Both characters do a convincing job but I often struggled if these two talents actually had chemistry. I also struggled with the utilization of the supporting cast. While Patrick Wilson did a fine job in playing the character of Roland, it was interesting to see Jeff Goldblum in a more passive performance and not quite sure if Bateman and Goldblum had chemistry onscreen to showcase that they are good buddies. Especially Aniston’s character and Juliette Lewis’ character who seemed more hippy and party-like, the opposite of the more reserved character of Kassie played by Aniston. But both Goldblum and Lewis do deliver a few hilarious lines throughout the film.
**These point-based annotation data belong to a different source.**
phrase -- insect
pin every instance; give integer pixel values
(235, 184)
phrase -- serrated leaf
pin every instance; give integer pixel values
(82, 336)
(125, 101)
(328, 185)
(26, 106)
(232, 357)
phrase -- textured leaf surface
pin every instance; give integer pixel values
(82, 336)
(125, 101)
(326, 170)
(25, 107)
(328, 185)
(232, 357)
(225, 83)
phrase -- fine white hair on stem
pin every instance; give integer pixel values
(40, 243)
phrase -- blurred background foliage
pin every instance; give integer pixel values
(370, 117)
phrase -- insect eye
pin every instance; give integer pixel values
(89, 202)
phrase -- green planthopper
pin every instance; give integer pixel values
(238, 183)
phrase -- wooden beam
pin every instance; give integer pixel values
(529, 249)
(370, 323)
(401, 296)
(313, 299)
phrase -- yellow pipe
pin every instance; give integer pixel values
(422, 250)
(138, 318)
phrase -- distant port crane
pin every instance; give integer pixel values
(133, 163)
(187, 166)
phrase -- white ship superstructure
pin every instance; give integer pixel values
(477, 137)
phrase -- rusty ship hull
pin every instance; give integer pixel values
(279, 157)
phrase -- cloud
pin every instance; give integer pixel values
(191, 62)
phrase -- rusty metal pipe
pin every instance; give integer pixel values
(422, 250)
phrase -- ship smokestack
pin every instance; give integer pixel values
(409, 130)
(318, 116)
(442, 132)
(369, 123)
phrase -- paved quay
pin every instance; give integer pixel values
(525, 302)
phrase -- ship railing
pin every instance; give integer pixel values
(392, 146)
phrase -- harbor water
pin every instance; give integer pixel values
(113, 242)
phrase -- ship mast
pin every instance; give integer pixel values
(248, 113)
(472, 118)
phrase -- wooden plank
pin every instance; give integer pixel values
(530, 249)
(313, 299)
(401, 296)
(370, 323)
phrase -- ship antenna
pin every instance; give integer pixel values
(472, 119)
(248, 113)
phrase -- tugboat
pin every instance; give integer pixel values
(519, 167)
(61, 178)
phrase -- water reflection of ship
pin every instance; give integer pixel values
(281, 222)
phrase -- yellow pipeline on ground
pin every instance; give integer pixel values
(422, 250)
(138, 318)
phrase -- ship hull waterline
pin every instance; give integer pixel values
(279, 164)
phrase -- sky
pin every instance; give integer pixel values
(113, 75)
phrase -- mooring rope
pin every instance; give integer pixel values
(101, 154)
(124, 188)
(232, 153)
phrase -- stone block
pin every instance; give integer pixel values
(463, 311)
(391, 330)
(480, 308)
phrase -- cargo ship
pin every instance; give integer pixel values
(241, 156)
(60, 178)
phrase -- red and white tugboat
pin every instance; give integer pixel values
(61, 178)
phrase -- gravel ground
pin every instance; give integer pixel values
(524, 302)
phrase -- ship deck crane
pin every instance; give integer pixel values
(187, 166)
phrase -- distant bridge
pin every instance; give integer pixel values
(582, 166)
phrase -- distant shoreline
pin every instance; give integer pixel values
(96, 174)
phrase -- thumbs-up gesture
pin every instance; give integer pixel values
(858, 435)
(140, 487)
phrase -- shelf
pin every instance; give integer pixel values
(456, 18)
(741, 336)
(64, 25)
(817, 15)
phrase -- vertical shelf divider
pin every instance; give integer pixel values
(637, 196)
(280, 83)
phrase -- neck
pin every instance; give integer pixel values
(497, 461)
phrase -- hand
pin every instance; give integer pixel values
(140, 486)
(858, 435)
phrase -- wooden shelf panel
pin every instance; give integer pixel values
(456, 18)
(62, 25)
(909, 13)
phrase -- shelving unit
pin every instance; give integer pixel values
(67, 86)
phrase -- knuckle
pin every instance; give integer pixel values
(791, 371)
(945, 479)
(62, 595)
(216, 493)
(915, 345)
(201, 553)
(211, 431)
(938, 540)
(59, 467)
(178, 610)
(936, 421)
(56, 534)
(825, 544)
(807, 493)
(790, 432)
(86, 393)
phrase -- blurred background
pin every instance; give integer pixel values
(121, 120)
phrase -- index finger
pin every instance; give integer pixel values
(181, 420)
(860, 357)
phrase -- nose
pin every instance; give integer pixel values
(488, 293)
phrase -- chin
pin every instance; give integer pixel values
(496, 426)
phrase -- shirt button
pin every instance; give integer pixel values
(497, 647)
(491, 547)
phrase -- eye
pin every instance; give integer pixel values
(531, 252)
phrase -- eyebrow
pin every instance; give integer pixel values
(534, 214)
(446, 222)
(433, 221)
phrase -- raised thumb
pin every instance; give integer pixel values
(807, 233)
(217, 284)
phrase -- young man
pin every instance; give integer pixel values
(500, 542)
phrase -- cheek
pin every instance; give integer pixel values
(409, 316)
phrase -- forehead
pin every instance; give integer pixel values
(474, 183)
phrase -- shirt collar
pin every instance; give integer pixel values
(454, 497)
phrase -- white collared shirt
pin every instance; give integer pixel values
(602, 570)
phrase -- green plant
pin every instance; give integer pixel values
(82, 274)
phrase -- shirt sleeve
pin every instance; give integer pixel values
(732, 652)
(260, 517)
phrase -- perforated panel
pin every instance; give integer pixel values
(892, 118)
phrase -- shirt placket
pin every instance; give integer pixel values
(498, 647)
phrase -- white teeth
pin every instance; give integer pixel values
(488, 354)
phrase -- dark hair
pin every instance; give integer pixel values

So, chemistry-wise, the characters and the overall chemistry didn’t seem smooth but it does work. If anything, there are two things that stand out for me in “The Switch”. One is the writing by Allan Loeb and creating this relationship between Wally and Sebastian. The funny thing is I know kids like Sebastian, neurotic, OCD and are quite different, so in some ways, it was hilarious for me to watch this film and just enjoying the overall relationship between the two as it develops throughout the film. To be truthful, I found it more enjoyable to watch the father/son scenes vs. the adult scenes in this film.
The scene in which Sebastian explains about the picture frames and keeping the photo inserts still in the frames was quite touching and I felt both Bateman and young Thomas Robinson had the onscreen chemistry for the entire film.
The other positive for me about this film is how the filmmakers strived to incorporate New York City into the film and I thought that going that extra mile to shoot in New York and show as much of it as possible was very cool!
As for the Blu-ray, I wished there was audio commentary but for the most part, it was good to have the various featurettes on the making of the film, deleted scenes and of course, bloopers.
Overall, “The Switch” is a charming, heartwarming romantic comedy. Sure, it is contrived and easily predictable and while it may not be on the list of top romantic comedy films of all time, I was entertained by the film and enjoyed it quite a bit. If you’re looking for a fun romantic comedy, don’t hesitate in giving “The Switch” a chance.